The Fed’s action, arranged in a series of predawn deliberations Friday, is one of the most significant government efforts to save a private firm in modern times.

Critics characterized the Fed’s move as a bailout that inappropriately intrudes on the free market and could lead banks to keep taking risks like those that imperiled Bear Stearns. Other analysts said the action was necessary, given the precarious state of world financial markets.

“We’re on a knife’s edge,” said Eugene White, an economics professor at Rutgers University who studies financial crises. “The danger is if people’s confidence is lost in a place like Bear Stearns, no one will lend to anybody.”

Markets tumbled in the hours after the funding plan was announced, with the Dow Jones industrial average finishing the day down 1.60 percent, or nearly 195 points.

Bear Stearns’ stock fell more than 47 percent.

As Bear’s troubles deepened in recent months, it increasingly turned to overnight loans. But on Wednesday and Thursday, its lenders lost faith, and many refused to lend it any more money. That set off a frantic search for cash, including negotiations between executives of Bear and other Wall Street titans.

In the middle of the night, Bear and J.P. Morgan struck a deal. Bear would be willing to put up some of its assets as collateral in exchange for cash from the Fed. The transaction would be routed through J.P. Morgan, which, as a commercial bank, has access to the Fed’s discount window. That would give Bear time to raise financing through the private sector.

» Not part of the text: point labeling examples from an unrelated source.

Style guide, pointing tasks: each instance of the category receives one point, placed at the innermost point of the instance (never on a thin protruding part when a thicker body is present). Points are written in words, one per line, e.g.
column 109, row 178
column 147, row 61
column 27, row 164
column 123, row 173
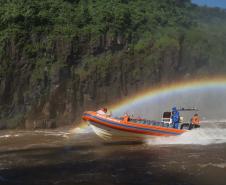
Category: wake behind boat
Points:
column 127, row 129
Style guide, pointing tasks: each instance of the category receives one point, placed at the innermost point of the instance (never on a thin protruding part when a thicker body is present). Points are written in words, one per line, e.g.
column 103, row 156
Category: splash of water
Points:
column 202, row 136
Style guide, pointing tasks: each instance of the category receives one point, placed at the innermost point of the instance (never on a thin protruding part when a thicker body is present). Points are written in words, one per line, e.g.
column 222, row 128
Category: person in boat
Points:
column 195, row 122
column 175, row 117
column 126, row 118
column 102, row 111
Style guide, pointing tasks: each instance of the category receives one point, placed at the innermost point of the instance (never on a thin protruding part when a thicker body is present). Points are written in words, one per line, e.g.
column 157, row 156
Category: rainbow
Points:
column 164, row 90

“What this is is a bridge to more-permanent solutions,” Bear Stearns chief executive Alan Schwartz said during a conference call Friday afternoon.

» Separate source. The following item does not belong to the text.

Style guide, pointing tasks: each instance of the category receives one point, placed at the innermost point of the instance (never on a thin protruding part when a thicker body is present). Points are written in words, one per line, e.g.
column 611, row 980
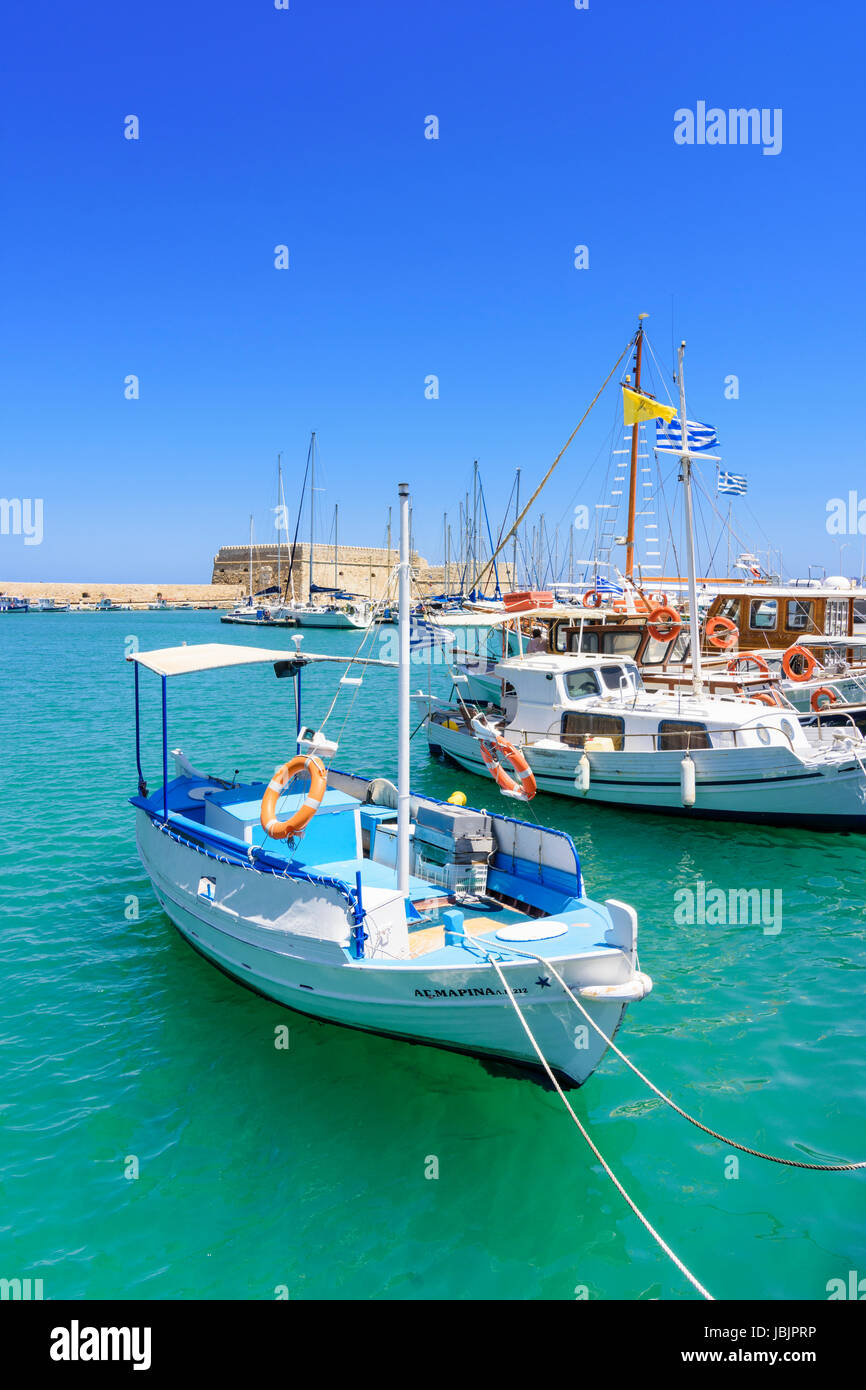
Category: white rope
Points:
column 595, row 1150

But the deal still needed the Fed’s approval. In a series of conference calls from about 3 till 7 a.m., leaders of the central bank discussed whether to exercise an authority granted the Fed in the 1930s – and not used in four decades – to approve the loan.

Fed Chairman Ben S. Bernanke, Vice Chairman Donald L. Kohn, New York Fed President Timothy F. Geithner and Fed Governor Kevin M. Warsh conferred in those early-morning hours on calls, which also included Treasury Secretary Henry M. Paulson Jr. and Undersecretary Robert K. Steel. The Treasury Department had no formal role in the plan, but Fed leaders consulted Paulson and Steel for their expertise and to get their support.

If they allowed Bear to fail, it could drag the rest of Wall Street with it. A major financial institution would have gone from being worth $8 billion to worthless, literally overnight.

In normal times, they would be inclined to let capitalism do its work. But markets are so jittery that the policy-makers concluded investors would refuse to make short-term loans to the other big Wall Street banks that rely on such debt, driving them under, too. The stock market could have experienced a collapse of 1987 proportions, and untold damage may have been done to the wider U.S. economy.

They weighed those fears against the fact that making the loan would put government money at risk. The New York Fed will accept collateral from Bear – long-term investments viewed as safe – in exchange for the short-term loan. In theory, that should protect the government against losses. But if the value of the collateral drops, the Fed could end up losing money.

And Fed officials worried about “moral hazard,” the notion that other companies might behave irresponsibly if they think they too could get government help if times turn bad.

The Fed’s board of governors voted 4-0 in favor of the loan at around 9 a.m. (The fifth Fed governor, Frederic S. Mishkin, was traveling.)

Some analysts said the Fed’s effort, coupled with two major actions in the past week to restore order to credit markets, has undermined its credibility.

“There is a growing sense in the market that the Fed is becoming increasingly inept or unable to really do much about this situation,” said James Paulsen, chief investment strategist at Wells Capital Management.

Federal securities regulators and the U.S. attorney in Brooklyn are investigating what Bear executives told investors about the health of its hedge funds in a pivotal April 25 conference call.